Identification and Characterization of Cell Wall Proteins of a Toxic Dinoflagellate Alexandrium catenella Using 2-D DIGE and MALDI TOF-TOF Mass Spectrometry

State Key Laboratory of Marine Environmental Science, Environmental Science Research Centre, Xiamen University, Xiamen 361005, China

Received 20 January 2011; Accepted 30 June 2011

Copyright © 2011 Da-Zhi Wang et al. This is an open access article distributed under the Creative Commons Attribution License, which permits unrestricted use, distribution, and reproduction in any medium, provided the original work is properly cited.

Abstract

The cell wall is an important subcellular component of dinoflagellate cells with regard to various aspects of cell surface-associated ecophysiology, but the full range of cell wall proteins (CWPs) and their functions remain to be elucidated.

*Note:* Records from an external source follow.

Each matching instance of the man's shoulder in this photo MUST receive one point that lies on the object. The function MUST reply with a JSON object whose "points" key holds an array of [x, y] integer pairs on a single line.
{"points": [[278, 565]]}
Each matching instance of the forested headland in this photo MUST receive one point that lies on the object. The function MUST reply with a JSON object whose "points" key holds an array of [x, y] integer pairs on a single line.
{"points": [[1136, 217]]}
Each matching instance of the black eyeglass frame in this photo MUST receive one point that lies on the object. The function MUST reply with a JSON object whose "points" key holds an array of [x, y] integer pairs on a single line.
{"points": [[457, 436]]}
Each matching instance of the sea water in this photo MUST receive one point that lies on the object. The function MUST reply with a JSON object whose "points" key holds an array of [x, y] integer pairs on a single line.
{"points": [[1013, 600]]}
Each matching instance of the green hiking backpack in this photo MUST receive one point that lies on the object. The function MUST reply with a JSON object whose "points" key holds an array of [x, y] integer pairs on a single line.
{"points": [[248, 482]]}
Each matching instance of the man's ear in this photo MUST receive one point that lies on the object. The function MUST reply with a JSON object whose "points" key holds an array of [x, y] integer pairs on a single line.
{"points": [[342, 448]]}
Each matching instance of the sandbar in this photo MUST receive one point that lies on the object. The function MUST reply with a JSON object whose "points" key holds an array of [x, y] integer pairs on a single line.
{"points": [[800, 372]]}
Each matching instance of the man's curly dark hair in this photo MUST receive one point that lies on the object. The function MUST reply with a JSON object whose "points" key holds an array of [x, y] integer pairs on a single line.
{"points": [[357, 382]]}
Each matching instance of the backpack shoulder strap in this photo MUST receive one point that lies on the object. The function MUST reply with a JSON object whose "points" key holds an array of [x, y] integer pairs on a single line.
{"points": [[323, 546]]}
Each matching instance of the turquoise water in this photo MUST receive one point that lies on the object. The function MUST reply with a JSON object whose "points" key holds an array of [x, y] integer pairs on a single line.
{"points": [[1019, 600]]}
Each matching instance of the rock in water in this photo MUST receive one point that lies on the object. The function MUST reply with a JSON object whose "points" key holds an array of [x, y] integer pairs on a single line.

This study identified and characterized CWPs of a toxic dinoflagellate, Alexandrium catenella, using a combination of 2D fluorescence difference gel electrophoresis (DIGE) and MALDI TOF-TOF mass spectrometry approaches. Using sequential extraction and temperature shock methods, sequentially extracted CWPs and protoplast proteins, respectively, were separated from A. catenella. From the comparison between sequentially extracted CWPs labeled with Cy3 and protoplast proteins labeled with Cy5, 120 CWPs were confidently identified in the 2D DIGE gel. These proteins gave positive identification of protein orthologues in the protein database using de novo sequence analysis and homology-based search. The majority of the prominent CWPs identified were hypothetical or putative proteins with unknown function or no annotation, while cell wall modification enzymes, cell wall structural proteins, transporter/binding proteins, and signaling and defense proteins were tentatively identified in agreement with the expected role of the extracellular matrix in cell physiology. This work represents the first attempt to investigate dinoflagellate CWPs and provides a potential tool for future comprehensive characterization of dinoflagellate CWPs and elucidation of their physiological functions.